Archive for October, 2011

MARICOPA COUNTY DIVORCE LAWYER DISCUSSES FINANCIAL, TAX, AND BANKRUPTCY IMPLICATIONS FOR CHILD SUPPORT, SPOUSAL SUPPORT, AND PROPERTY EQUALIZATION PAYMENTS

Monday, October 24th, 2011

Attorney Douglas Gardner Shares Considerations Regarding Financial Issues Common in Arizona Divorce Cases and Compares the Tax Treatment, Modifiability, and Bankruptcy Treatment of Child Support, Spousal Support, and Property Equalization Payments

As a divorce lawyer in Arizona, practicing in Maricopa and Pinal County, and throughout the state of Arizona, I am often confronted with financial issues in complex cases involving the categorization of payments from one party to another. While often the party receiving the funds is primarily concerned with only the dollar amount he or she will receive, and the party paying the funds is primarily concerned with only the amount he or she will be paying each month, there are additional considerations that each side should seriously consider. Often the parties and experienced attorneys can carefully craft an agreement that is mutually beneficial to both parties by classifying how funds will be paid, as child support, spousal support, payment of attorneys’ fees, and as a property equalization payment or business buyout.
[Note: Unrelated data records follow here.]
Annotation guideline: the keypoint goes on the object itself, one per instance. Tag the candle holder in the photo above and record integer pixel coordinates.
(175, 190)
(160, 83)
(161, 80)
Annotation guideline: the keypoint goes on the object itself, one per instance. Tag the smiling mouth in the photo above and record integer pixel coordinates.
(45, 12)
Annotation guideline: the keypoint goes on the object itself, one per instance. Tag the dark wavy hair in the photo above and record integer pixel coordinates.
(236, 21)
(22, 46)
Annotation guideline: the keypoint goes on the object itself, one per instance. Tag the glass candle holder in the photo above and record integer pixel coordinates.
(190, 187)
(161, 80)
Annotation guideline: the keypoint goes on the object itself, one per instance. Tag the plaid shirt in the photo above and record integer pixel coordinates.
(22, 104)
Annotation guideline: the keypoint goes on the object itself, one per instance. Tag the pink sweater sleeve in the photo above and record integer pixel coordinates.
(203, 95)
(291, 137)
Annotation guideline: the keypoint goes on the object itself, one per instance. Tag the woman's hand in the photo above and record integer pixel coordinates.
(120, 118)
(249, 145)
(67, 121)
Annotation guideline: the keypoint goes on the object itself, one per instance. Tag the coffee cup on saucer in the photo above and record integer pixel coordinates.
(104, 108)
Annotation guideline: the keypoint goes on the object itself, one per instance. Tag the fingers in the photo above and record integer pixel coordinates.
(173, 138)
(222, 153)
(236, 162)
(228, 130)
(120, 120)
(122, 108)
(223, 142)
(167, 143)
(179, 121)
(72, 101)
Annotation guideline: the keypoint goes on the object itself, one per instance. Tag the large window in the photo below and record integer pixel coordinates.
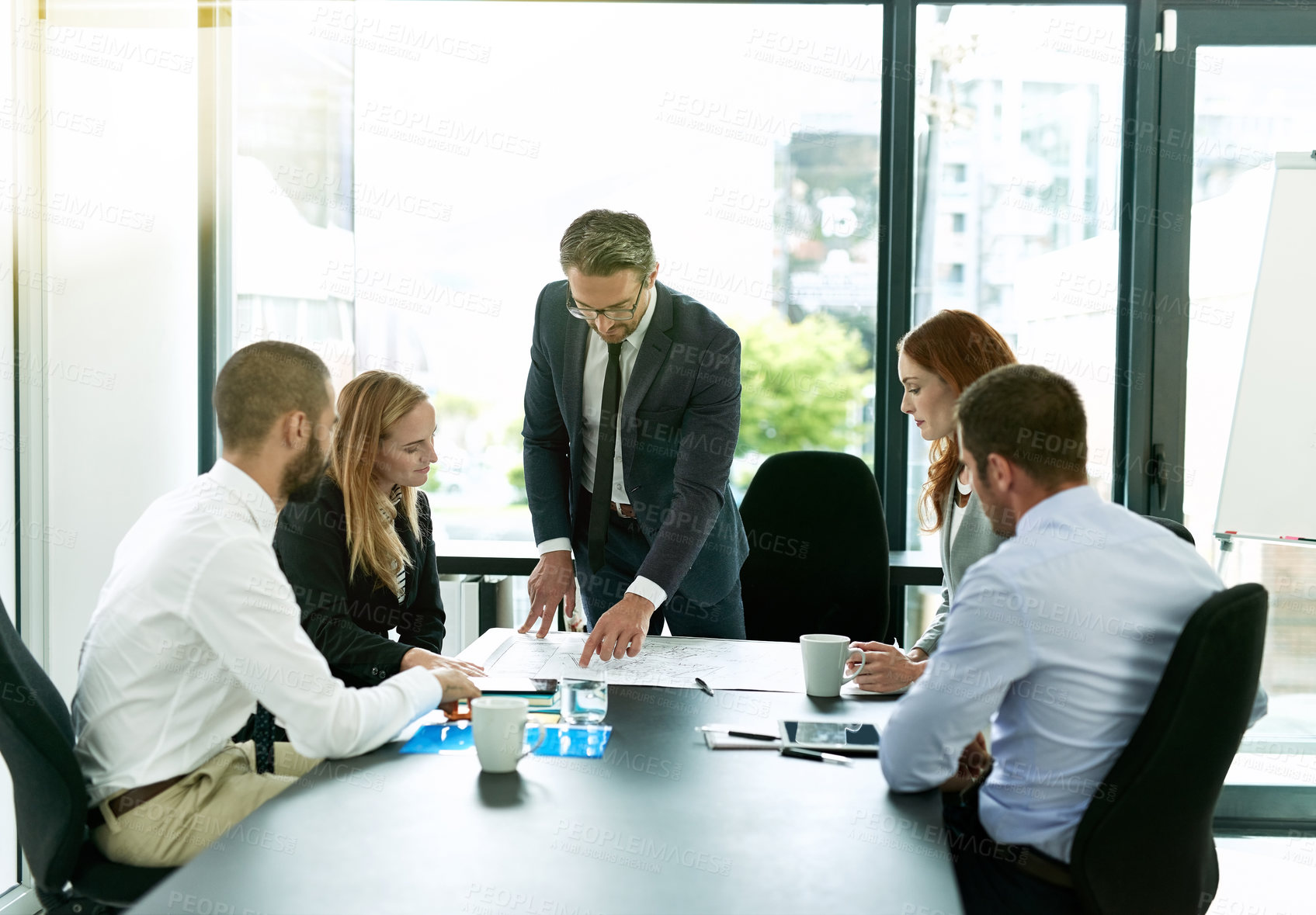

In considering the various forms of payment that can be made by one party to another in a divorce case, divorcing parties need to remember that $1 for spousal support is different than $1 of child support, which is different than $1 paid for attorneys fees, and these are all different than $1 for a property equalization payment or business buyout. The primary differences are tax issues, modifiability, the effect on other payments, and dischargeability in bankruptcy.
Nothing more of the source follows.